OpenAI closes Sora, the app for creating realistic videos with AI: unsustainable costs and controversy over deepfakes, the billion-dollar deal with Disney fails

John

By John

OpenAI closes Sora, the app for creating realistic videos with generative artificial intelligence launched a few months ago and which had raised alarm for deepfakes and copyright infringement. “We know this news is disappointing, thanks to everyone who created with Sora, shared it, and helped build a community,” the company says in an official post.

Among the reasons for the farewell, according to rumors from the Wall Street Journal, there would be the high management costs of the platform which are not preparatory to a landing on the stock exchange.

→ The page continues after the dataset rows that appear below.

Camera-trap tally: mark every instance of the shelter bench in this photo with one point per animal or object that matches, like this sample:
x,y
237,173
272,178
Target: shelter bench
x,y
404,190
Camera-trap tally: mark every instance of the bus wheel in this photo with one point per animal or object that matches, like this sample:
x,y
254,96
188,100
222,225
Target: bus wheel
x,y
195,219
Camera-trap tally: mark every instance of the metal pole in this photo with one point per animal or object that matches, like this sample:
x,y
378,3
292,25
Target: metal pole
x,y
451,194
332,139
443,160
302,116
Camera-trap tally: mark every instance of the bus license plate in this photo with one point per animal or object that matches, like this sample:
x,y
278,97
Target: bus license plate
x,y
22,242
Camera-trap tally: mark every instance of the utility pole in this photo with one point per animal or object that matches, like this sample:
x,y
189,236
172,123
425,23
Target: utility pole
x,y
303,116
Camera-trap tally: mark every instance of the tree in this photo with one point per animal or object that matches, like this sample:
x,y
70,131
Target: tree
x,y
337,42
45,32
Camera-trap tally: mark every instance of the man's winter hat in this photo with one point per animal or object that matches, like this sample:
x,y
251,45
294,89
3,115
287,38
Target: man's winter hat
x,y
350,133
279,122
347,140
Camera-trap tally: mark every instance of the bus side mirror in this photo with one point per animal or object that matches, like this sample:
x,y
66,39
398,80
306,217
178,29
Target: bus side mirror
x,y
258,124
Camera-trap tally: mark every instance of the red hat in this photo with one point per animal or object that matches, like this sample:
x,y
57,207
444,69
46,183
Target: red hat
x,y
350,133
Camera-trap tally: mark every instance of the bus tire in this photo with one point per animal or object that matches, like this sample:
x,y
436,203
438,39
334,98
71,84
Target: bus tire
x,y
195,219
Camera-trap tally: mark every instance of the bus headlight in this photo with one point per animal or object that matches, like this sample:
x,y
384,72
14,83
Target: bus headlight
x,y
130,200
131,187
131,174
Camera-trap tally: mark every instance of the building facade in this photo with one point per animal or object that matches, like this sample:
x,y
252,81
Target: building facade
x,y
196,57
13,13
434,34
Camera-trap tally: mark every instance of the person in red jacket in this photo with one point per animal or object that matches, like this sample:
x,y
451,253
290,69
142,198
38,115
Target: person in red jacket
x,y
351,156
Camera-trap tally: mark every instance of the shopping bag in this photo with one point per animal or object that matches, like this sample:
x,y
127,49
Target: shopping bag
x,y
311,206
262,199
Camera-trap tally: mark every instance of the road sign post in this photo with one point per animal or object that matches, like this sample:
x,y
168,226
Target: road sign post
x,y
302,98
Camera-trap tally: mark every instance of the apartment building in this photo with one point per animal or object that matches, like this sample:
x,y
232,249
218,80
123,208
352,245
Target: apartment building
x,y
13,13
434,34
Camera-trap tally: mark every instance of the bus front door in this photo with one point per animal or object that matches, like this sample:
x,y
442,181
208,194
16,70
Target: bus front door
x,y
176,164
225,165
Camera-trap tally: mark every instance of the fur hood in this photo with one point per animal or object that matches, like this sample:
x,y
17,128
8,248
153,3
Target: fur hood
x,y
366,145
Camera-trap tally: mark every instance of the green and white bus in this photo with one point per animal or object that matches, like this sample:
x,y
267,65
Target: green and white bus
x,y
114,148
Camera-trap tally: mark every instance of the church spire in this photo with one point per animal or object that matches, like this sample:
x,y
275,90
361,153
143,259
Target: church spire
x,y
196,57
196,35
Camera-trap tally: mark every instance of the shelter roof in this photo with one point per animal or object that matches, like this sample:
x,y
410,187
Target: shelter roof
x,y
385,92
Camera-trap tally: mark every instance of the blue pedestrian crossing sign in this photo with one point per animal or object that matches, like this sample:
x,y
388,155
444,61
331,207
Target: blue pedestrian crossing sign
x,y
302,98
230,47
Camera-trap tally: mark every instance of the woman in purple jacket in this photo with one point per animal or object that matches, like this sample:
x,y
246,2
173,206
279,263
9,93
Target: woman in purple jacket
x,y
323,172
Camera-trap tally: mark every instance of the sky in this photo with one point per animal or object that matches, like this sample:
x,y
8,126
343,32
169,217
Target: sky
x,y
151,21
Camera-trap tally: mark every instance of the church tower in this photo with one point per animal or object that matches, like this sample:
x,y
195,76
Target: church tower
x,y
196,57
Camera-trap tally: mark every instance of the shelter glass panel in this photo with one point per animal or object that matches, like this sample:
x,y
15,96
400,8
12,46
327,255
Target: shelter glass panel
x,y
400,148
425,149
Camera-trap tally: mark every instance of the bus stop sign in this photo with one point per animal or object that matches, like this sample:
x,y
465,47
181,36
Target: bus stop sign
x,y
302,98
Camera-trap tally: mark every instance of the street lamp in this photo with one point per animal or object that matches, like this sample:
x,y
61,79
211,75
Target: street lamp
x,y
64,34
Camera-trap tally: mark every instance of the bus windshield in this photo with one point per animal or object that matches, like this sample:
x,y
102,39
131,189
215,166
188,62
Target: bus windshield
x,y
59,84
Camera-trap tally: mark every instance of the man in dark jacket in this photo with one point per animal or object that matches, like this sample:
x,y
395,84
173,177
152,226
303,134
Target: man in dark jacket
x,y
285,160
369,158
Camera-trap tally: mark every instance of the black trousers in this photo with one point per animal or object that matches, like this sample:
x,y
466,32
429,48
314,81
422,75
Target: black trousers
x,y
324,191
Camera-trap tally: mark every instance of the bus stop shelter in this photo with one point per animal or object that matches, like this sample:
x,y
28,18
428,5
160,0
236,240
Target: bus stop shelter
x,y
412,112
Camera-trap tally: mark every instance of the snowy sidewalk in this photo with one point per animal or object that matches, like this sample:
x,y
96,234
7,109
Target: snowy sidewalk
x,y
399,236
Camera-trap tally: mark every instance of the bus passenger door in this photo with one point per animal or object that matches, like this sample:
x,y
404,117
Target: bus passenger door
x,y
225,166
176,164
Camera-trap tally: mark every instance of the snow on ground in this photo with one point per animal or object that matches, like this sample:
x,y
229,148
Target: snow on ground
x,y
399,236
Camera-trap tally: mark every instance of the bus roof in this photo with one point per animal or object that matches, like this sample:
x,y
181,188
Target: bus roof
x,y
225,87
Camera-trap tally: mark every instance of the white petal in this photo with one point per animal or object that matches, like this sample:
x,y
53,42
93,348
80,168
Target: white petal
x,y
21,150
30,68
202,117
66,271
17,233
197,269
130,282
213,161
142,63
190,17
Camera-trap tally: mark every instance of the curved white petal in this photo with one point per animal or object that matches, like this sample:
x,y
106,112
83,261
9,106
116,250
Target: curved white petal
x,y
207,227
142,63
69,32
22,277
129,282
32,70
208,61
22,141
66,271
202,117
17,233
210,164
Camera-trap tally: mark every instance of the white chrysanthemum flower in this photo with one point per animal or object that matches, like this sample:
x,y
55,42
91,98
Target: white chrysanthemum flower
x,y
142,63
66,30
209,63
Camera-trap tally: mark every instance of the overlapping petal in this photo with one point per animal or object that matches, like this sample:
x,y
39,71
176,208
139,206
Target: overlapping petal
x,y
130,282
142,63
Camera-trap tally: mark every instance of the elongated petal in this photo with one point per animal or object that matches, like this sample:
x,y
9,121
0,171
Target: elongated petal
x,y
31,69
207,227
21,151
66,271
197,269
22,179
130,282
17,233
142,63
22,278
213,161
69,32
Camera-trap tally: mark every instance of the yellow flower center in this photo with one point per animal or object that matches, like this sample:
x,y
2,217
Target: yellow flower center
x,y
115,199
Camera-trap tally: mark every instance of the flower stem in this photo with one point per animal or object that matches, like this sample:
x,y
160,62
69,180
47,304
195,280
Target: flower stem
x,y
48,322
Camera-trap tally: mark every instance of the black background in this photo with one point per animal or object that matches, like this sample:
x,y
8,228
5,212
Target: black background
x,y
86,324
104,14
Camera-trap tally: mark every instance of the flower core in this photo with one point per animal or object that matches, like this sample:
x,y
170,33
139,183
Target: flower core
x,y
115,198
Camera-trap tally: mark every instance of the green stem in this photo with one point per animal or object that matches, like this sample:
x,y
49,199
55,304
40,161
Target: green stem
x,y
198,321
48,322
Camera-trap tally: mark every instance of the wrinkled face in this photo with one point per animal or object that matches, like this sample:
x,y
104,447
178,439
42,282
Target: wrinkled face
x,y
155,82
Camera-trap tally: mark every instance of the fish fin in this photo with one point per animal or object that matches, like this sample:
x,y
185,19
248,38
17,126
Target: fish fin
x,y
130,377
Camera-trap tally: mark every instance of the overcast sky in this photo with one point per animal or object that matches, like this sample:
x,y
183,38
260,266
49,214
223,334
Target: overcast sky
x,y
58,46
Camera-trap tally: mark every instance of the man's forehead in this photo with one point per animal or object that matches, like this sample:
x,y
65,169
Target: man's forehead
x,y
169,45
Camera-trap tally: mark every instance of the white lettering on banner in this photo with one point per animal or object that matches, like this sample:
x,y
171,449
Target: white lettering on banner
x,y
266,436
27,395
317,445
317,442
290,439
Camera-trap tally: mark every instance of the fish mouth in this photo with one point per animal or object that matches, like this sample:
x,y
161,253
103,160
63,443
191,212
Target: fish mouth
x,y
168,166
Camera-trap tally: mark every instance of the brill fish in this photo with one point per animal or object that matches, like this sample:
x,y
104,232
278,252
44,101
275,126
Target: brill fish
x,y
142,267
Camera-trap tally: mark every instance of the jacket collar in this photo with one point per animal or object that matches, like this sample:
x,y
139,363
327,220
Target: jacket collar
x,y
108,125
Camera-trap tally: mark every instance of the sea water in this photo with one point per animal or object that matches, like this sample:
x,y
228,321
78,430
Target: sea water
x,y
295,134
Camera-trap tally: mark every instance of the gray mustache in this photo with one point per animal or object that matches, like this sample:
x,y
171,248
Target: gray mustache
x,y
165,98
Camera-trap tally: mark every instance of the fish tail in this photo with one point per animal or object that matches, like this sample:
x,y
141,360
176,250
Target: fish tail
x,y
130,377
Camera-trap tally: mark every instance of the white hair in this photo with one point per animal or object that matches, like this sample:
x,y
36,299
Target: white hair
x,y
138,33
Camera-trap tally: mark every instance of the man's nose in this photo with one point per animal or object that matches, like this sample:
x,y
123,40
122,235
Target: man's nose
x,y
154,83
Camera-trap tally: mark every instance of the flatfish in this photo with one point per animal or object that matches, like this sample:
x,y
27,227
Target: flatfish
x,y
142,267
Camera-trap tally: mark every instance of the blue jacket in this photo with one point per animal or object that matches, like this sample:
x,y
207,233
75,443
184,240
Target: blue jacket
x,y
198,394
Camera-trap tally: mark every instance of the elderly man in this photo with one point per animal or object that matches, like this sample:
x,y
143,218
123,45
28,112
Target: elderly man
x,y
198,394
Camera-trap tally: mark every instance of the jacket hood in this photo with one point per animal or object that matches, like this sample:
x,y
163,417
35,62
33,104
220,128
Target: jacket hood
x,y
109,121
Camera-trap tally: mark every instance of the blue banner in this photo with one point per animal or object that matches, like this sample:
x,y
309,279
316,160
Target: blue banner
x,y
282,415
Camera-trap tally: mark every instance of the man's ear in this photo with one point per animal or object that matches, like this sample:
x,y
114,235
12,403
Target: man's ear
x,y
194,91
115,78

Among the collateral victims of the decision is Disney which had announced an investment of 1 billion. Sora had entered the technological world in February 2024 with the testing of the first AI-generated videos. It then exited the experimental phase and became an app in its own right in autumn 2025 with the ability to create realistic videos quickly and easily and share them with other users.

The service went viral, reaching one million downloads in less than five days after its launch. The announcement of the closure of Sora also took Disney by surprise, which until a few hours earlier had been sitting at the table with Sam Altman’s company to define the terms of the 1 billion dollar agreement signed last December: it involved the landing on the platform of around 200 characters including those from Marvel, Pixar and Star Wars.

“We appreciate the constructive collaboration, will continue to engage with AI platforms, and respect OpenAI’s decision to exit the video generation business and shift its priorities elsewhere,” a Disney spokesperson said.

According to the American newspaper CNBC, the closure of Sora could be the consequence of a strategy to reduce operating costs which have become high, “in an attempt to justify the valuation of 730 billion dollars and prepare the ground for a potential landing on the stock exchange” which could take place within this year. With market shares eroded in the meantime by competitors such as Google and the Chinese Bytedance.

As a result, OpenAI could focus its efforts on ChatGpt, Codex for programming, and the Atlas browser that incorporates AI. While the OpenAI foundation plans to invest 1 billion dollars next year for scientific research and to analyze the effects of artificial intelligence on society, including on the world of work.

Criticism from the world of creativity, Hollywood in the lead, for the ease of this and other AI software in generating cinema-quality video from text input and for copyright violations may also have contributed to the decision to close Sora. And also for the generation of fake content, a topic on which the bar of sensitivity has been raised all over the world.

In December, the US consumer protection group Eko had compiled research according to which accessing Sora with profiles of 13 and 14 year old teenagers could push the AI ​​to generate videos contrary to the use policies for minors.